Kemudian, setelah dilakukan evaluasi di lapangan, ternyata warga yang benar-benar kategori miskin dan rentan miskin di Sumut hanya sekitar 171 ribu pelanggan.

Dengan hasil evaluasi tersebut, berarti bakal ada sekitar 1,03 juta pelanggan PLN di Sumut yang subsidi listriknya akan dicabut terhitung 1 Januari 2017.

Namun persentase pencabutan subsidi tersebut berlangsung secara bertahap. Secara perlahan, pengurangan awal diberlakukan pada Januari-Februari 2017.

Jumlah subsidi yang dikurangi akan ditambah pada Maret-April.
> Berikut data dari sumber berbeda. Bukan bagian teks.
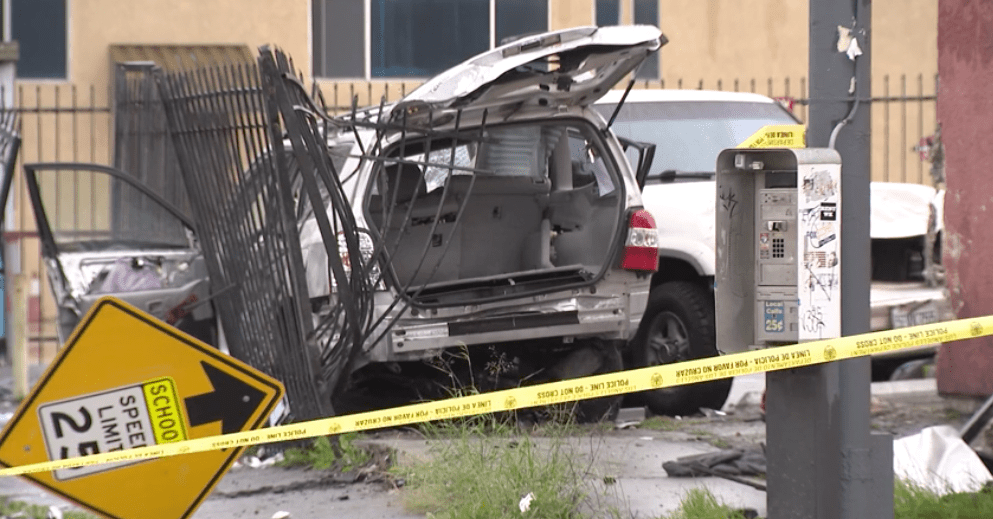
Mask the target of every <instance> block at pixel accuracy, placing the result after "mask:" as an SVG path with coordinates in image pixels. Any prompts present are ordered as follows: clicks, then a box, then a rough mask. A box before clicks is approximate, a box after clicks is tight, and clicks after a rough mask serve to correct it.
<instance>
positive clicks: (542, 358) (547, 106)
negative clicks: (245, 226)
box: [301, 26, 664, 407]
Sedangkan pengurangan secara penuh baru diberlakukan pada Mei-Juni.

Sejak Juli 2017, diberlakukan tarif penyesuaian yakni tarif listrik umum yang dapat naik atau turun sesuai keputusan pemerintah.

Kebijakan untuk menaikkan atau menurunkan tarif listrik itu sendiri dilakukan pemerintah bukan tanpa alasan, melainkan karena tiga faktor, yakni pengaruh harga minyak dunia, nilai tukar rupiah (kurs), dan kondisi inflasi nasional.

"Naik atau tidak, itu keputusan pemerintah. PLN hanya menjalankan kebijakan saja," kata Mustafrizal.

Menurut dia, kebijakan mengenai pengurangan subsidi tersebut telah beberapa kali disosialiasikan pemerintah melalui Kementerian Energi dan Sumber Daya Mineral (ESDM).

Kebijakan tersebut bukan menghapus subsidi, tetapi mengurangi agar penggunaan keuangan negara tepat sasaran.

Dengan kebijakan tersebut, pemerintah berharap pelanggan yang menerima subsidi benar-benar warga yang miskin atau rentan miskin. Bukan warga yang sebenarnya mampu, tetapi dianggap miskin.